Reviewed by Vineeth | Updated on Oct 05, 2020

Catalogue

Introduction

Non-controlling interest is also known as a minority interest. It is a scenario in which a shareholder holds less than half of the overall outstanding shares and thereby not having any control over the decisions made in the company. Non-controlling interest is gauged at the NAV (net asset value) of companies and not going to factor possible voting rights.

Majority of the shareholders of public companies are classified as holding interest which is non-controlling, while even smallholdings in the range of 5-10% of the equity stakes being considered as fairly large in a single large company.

A non-controlling interest can be contradicted with the majority or controlling interest in the company, wherein the investors do not have any voting rights and may generally impact the company’s interest.

Breaking Down Non-Controlling Interest

The majority of the shareholders are granted with a slew of rights when they are going to purchase common stocks that include the right to get cash in the form of dividends when the company goes onto perform well and declares sufficient earning to pay out dividends.

Shareholders might also be given with the right to cast their votes on a major business decision, such as acquisition or merger of the company. The company is allowed to issue various classes of stocks, each with varying rights of shareholders.

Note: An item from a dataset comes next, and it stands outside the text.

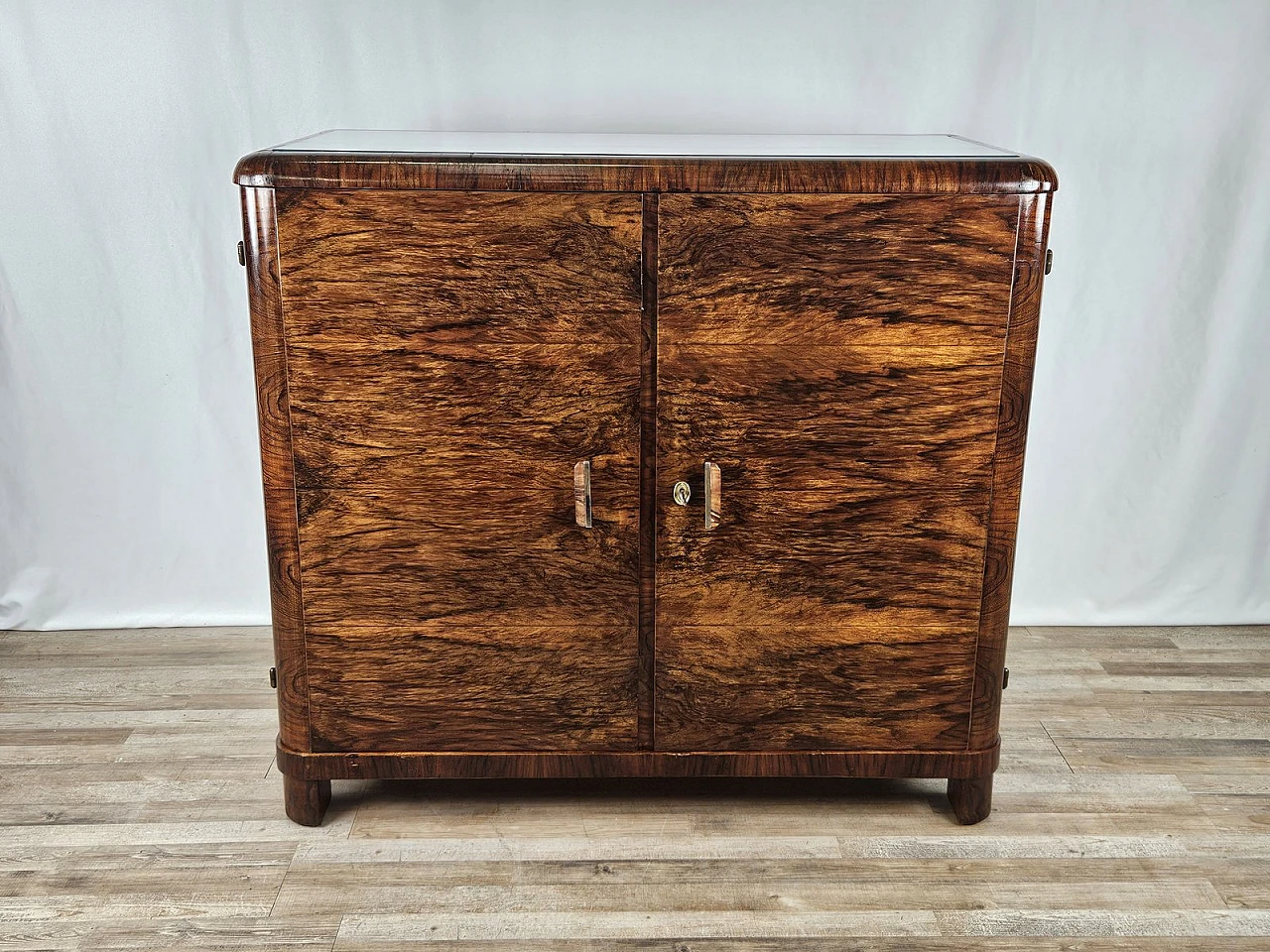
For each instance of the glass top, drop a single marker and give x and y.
(622, 144)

Types of Non-Controlling Interests

Typically, there exist two kinds of non-controlling interests, and they are direct non-controlling interests and indirect non-controlling interests. The direct non-controlling interests will go on to get a portion of the allocation of all recorded equities of subsidiaries, and it includes both post and pre-acquisition costs. The indirect non-controlling interests would go on to accept only a portion of the allocation of the subsidiary’s amounts of post-acquisition.